Wednesday, November 28, 2007

US stocks rally on rate cut hopes

US stocks have closed up strongly on Wall Street after comments from a Federal Reserve official boosted hopes of an interest rate cut next month.

Banks and other financial stocks led the gains after Fed vice-chairman Donald Kohn said the central bank needed to be "flexible and pragmatic".

Mr Kohn said this was required as the recent credit market squeeze was worse than previously thought.

The main Dow Jones index ended up 2.6% or 332 points to 13,290.

Taken together with the Dow's rise on Tuesday, it represents its biggest two-day gain in five years.

Meanwhile, the Nasdaq index added 3.2% or 82 points to 2,663.

The markets were further boosted by further falls in global oil prices.

Sub-prime debt

A further interest rate cut from the Fed would help ease the credit markets by making it cheaper for banks to lend and borrow money.

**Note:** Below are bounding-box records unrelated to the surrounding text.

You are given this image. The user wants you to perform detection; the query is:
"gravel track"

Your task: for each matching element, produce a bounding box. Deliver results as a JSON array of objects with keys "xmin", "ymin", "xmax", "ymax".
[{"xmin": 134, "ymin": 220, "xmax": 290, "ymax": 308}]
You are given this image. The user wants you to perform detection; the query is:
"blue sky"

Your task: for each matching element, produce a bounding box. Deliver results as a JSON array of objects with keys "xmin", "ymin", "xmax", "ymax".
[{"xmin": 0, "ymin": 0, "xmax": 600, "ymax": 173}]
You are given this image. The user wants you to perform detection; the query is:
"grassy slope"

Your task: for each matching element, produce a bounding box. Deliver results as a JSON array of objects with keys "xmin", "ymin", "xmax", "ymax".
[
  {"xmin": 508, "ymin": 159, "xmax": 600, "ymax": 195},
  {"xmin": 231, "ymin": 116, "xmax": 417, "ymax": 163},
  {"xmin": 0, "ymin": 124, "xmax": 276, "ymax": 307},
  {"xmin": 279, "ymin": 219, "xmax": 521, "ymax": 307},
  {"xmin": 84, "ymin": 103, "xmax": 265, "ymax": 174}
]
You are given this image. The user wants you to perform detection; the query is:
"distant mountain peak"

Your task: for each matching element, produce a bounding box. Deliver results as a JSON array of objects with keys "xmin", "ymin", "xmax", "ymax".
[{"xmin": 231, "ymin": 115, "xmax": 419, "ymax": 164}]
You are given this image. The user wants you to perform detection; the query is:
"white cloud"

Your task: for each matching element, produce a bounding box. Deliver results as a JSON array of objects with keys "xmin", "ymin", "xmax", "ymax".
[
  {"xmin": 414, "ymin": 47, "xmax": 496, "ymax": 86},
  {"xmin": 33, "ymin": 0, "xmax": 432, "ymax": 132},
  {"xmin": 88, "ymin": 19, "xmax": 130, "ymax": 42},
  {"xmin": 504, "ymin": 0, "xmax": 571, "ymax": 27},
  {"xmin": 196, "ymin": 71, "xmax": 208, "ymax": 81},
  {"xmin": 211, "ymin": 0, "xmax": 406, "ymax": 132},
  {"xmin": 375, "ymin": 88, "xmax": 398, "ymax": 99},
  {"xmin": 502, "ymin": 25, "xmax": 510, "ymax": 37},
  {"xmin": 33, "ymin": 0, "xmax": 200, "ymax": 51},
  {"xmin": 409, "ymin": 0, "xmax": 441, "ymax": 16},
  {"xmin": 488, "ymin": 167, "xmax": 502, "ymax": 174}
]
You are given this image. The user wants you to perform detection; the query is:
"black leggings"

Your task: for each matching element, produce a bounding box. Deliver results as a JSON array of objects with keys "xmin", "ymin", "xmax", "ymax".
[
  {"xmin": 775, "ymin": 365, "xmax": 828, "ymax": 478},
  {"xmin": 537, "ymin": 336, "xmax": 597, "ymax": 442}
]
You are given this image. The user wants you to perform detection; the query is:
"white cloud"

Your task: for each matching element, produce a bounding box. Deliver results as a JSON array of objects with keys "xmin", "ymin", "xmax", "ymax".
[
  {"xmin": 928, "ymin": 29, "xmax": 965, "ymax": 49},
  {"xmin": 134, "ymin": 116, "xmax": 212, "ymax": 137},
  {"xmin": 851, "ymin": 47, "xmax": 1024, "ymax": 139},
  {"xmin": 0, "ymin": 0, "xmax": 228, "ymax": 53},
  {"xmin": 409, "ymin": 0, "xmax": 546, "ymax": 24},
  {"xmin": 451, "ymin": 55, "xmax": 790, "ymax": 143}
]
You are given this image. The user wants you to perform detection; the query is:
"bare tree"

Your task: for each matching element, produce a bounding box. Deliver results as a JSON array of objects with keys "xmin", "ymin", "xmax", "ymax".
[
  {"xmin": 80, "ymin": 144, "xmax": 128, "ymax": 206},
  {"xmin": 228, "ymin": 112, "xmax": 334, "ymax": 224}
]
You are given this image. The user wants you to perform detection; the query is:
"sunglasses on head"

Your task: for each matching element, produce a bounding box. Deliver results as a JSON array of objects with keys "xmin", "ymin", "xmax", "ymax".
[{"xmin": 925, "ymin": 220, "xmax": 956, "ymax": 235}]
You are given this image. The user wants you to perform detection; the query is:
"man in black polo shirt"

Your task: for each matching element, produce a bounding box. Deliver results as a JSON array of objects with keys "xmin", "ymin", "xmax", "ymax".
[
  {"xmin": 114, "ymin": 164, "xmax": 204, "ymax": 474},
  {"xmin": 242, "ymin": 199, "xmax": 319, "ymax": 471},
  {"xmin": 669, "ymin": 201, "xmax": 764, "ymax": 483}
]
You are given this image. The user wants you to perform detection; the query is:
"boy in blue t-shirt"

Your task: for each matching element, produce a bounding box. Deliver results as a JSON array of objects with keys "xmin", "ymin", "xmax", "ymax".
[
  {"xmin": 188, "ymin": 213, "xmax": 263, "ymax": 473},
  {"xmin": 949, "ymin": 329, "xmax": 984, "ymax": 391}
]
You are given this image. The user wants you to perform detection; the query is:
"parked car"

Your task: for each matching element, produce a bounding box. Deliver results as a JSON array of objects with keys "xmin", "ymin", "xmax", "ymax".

The Beige Book report indicates the economy is deteriorating, though not falling off a cliff
Doug Roberts, Channel Capital Research

The Fed last lowered rates on 1 November, reducing them to 4.5% from 4.75%.

That followed after a bigger cut from 5.25% to 4.75% in October, the Fed's first reduction in rates in four years.

The credit crunch was sparked in late August by the revelation of billions of dollars worth of bad debt in the so-called sub-prime mortgage sector.

This bad debt came against the backdrop of higher US mortgage rates and a slump in the wider housing market.

A further interest cut from the Fed next month would also give the US property market a much needed boost.

Lower economic growth

Mr Kohn's downbeat assessment was subsequently echoed by the Fed's latest Beige Book economic report.
It said US economic growth slowed in October and the first half of November due to falling house prices and less available mortgages.

The report "indicates the economy is deteriorating, though not falling off a cliff", said Doug Roberts, chief investment strategist at Channel Capital Research.

Last week the Fed cut its forecast for 2008 economic growth to a range of 1.8% to 2.5% - due to the tighter credit markets and weakness in housing.

In July it had predicted growth of between 2.5% and 2.75% next year.